[OP][Loader]decrease code && make code clean by zhoutianzi666 · Pull Request #7877 · PaddlePaddle/FastDeploy

zhoutianzi666 · 2026-05-21T06:33:52Z

🤖 Paddle-CI-Agent | pr_review | 2026-05-21 15:15:06

📋 Review 摘要

PR 概述：将 linear.py 中多处重复的 weight dtype 处理逻辑提取为公共函数 may_be_do_cast()，同时将原 else 分支的 .cast() 静默转换改为 assert 报错
变更范围：fastdeploy/model_executor/layers/linear.py
影响面 Tag：[OP] [Loader]

问题

级别	文件	概述
🔴 Bug	`fastdeploy/model_executor/layers/linear.py:50`	`assert` 用于运行时 dtype 校验，在 Python `-O` 模式下会被跳过，导致错误静默
🔴 兼容性	`fastdeploy/model_executor/layers/linear.py:44`	语义变更：原代码 `else` 分支做 `.cast()` 允许隐式转换，新代码改为 assert 失败，属 Breaking Change

📝 PR 规范检查

PR 标题缺少官方 Tag（当前为 add assert），PR 描述各必填 section（Motivation / Modifications / Usage or Command / Accuracy Tests）均为空。

标题建议（可直接复制）：

[OP] Replace implicit dtype cast with assert in linear weight_loader

PR 描述建议（可直接复制，必须复刻 checklist §D2 模板的完整结构）：

## Motivation
将 `linear.py` 中 5 处重复的 weight dtype 兼容处理逻辑抽取为公共函数 `may_be_do_cast()`，消除代码重复，同时将 `else` 分支由静默 `.cast()` 改为 assert 报错，以便在 dtype 不匹配时尽早暴露问题。

## Modifications
- 新增 `may_be_do_cast(loaded_weight, param_dtype)` 公共函数，封装 int8→float8_e4m3fn 的 `.view()` 转换及其余 dtype 不匹配时的 assert 检查
- 替换 `ColumnParallelLinear`、`RowParallelLinear`、`QKVParallelLinear`、`MergedColumnParallelLinear`、`gate_weight_loader` 等处的重复 dtype 处理逻辑

## Usage or Command
N/A

## Accuracy Tests
N/A

## Checklist

- [ ] Add at least a tag in the PR title.
  - Tag list: [`[FDConfig]`,`[APIServer]`,`[Engine]`, `[Scheduler]`, `[PD Disaggregation]`, `[Executor]`, `[Graph Optimization]`, `[Speculative Decoding]`, `[RL]`, `[Models]`, `[Quantization]`, `[Loader]`, `[OP]`, `[KVCache]`, `[DataProcessor]`, `[BugFix]`, `[Docs]`, `[CI]`, `[Optimization]`, `[Feature]`, `[Benchmark]`, `[Others]`, `[XPU]`, `[HPU]`, `[GCU]`, `[DCU]`, `[Iluvatar]`, `[Metax]`]
  - You can add new tags based on the PR content, but the semantics must be clear.
- [ ] Format your code, run `pre-commit` before commit.
- [ ] Add unit tests. Please write the reason in this PR if no unit tests.
- [ ] Provide accuracy results.
- [ ] If the current PR is submitting to the `release` branch, make sure the PR has been submitted to the `develop` branch, then cherry-pick it to the `release` branch with the `[Cherry-Pick]` PR tag.

总体评价

PR 将 5 处重复的 dtype 处理逻辑成功抽取为公共函数，有利于维护；但存在两个需要修复的问题：① assert 不应用于运行时校验（应改为 raise ValueError）；② 原 else 分支的静默 .cast() 被删除属 Breaking Change，需在 PR 描述中说明意图并确认不影响已有模型加载流程。

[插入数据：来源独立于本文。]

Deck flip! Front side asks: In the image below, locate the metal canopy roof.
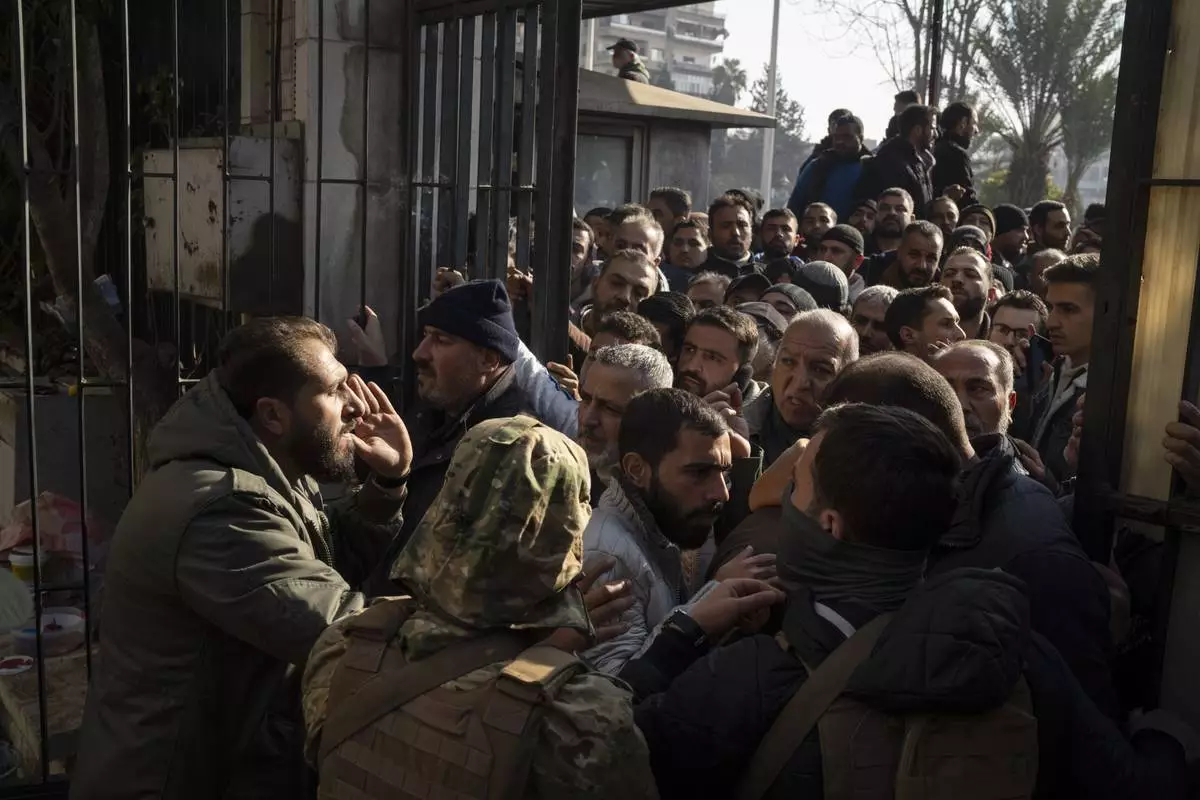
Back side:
[580,70,775,128]
[583,0,691,19]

paddle-bot · 2026-05-21T06:34:04Z

Thanks for your contribution!

PaddlePaddle-bot · 2026-05-21T06:55:48Z

🤖 Paddle-CI-Agent | ci_status_monitor | 2026-05-21 20:19:28

CI报告基于以下代码生成（30分钟更新一次）:

PR commit: 7ae71f3
Merge base: 4402396 (branch: develop)
查看完整 Diff
CI 详情

1 任务总览

当前无 required 失败、运行中或等待中的任务；Required 任务 9/10 通过，其中主测试任务 Run FastDeploy Unit Tests and Coverage / run_tests_with_coverage 处于 skipped，请确认跳过是否符合预期。Optional 任务有 2 个失败、1 个等待中，不阻塞合并。

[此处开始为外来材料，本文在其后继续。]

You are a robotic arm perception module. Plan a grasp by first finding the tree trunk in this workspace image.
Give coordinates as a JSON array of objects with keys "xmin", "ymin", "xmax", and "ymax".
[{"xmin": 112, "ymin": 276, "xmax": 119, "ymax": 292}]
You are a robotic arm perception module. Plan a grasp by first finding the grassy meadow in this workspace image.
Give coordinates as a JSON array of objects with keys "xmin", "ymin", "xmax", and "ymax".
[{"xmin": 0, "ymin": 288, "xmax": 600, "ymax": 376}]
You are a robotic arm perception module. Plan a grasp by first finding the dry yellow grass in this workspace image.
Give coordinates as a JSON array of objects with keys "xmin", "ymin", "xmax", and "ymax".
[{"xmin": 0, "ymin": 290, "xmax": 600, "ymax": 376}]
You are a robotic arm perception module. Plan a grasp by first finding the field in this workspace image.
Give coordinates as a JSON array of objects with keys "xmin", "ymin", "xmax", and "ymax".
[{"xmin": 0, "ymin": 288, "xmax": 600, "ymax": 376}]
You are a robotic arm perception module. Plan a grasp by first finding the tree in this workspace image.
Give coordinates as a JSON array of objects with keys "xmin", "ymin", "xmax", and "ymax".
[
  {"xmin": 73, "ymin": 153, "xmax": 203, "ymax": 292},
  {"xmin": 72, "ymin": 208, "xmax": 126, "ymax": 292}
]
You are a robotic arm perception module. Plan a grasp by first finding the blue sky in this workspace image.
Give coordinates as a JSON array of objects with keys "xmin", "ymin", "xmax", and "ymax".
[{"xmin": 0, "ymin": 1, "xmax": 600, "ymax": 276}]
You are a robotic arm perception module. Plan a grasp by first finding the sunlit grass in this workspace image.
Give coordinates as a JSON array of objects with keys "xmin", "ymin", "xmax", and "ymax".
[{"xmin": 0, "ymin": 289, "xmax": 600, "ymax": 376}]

总执行（rerun次数）	总任务	✅ 通过	❌ 失败	⏳ 运行中	⏸️ 等待中	跳过
61(18)	43	38	2	0	1	2

2 任务状态汇总

日志列说明：失败任务直接使用日志链接；运行中/等待中任务使用 Job 或 Workflow 链接（如可用）。

2.1 Required任务 : 9/10 通过

必选任务阻塞合并，失败需优先处理。

状态	任务	耗时	根因	修复建议	日志	重跑
⏭️	`Run FastDeploy Unit Tests and Coverage / run_tests_with_coverage`	-	已跳过	若非预期请触发/检查 skip 条件	-	-
✅	其余 9 个必选任务通过	-	-	-	-	-

2.2 可选任务 — 29/33 通过

可选任务不阻塞合并，失败仅供参考；按规则不做深度失败分析。

状态	任务	耗时	日志	重跑
❌	`Run iluvatar Tests / run_iluvatar_cases`	2m28s	Job	-
❌	`Trigger Jenkins for PR`	45s	Job	-
⏸️	`CI_HPU`	-	Workflow	-
⏭️	`cherry-pick`	-	Workflow	-
✅	其余 29 个可选任务通过	-	-	-

3 失败详情（仅 required）

无 required 失败任务，本轮未调用深度失败分析。

codecov-commenter · 2026-05-21T07:53:07Z

Codecov Report

❌ Patch coverage is 50.00000% with 6 lines in your changes missing coverage. Please review.
⚠️ Please upload report for BASE (develop@4402396). Learn more about missing BASE report.

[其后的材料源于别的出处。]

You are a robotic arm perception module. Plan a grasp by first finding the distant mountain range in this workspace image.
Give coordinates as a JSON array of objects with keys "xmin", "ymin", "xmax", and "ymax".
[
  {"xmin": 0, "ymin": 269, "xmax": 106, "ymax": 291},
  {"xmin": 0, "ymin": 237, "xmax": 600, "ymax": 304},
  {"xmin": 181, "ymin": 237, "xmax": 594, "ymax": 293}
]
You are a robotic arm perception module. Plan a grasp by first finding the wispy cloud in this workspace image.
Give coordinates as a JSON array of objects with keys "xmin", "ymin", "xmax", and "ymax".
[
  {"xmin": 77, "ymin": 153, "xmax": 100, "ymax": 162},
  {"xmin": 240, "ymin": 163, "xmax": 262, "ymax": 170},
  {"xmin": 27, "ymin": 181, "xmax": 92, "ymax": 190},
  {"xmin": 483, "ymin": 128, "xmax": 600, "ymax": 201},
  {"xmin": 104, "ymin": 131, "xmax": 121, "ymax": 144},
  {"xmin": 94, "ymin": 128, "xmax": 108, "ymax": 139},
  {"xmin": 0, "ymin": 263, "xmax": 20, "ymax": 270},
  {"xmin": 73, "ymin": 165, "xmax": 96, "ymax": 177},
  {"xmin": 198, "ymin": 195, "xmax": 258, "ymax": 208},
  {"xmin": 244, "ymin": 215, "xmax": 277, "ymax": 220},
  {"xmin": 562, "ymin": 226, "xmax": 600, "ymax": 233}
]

Files with missing lines	Patch %	Lines
fastdeploy/model_executor/layers/linear.py	50.00%	5 Missing and 1 partial ⚠️

Additional details and impacted files

@@            Coverage Diff             @@
##             develop    #7877   +/-   ##
==========================================
  Coverage           ?   63.59%           
==========================================
  Files              ?      462           
  Lines              ?    64483           
  Branches           ?     9881           
==========================================
  Hits               ?    41007           
  Misses             ?    20700           
  Partials           ?     2776

Flag	Coverage Δ
GPU	`72.72% <50.00%> (?)`
XPU	`7.11% <0.00%> (?)`

Flags with carried forward coverage won't be shown. Click here to find out more.

☔ View full report in Codecov by Sentry.
📢 Have feedback on the report? Share it here.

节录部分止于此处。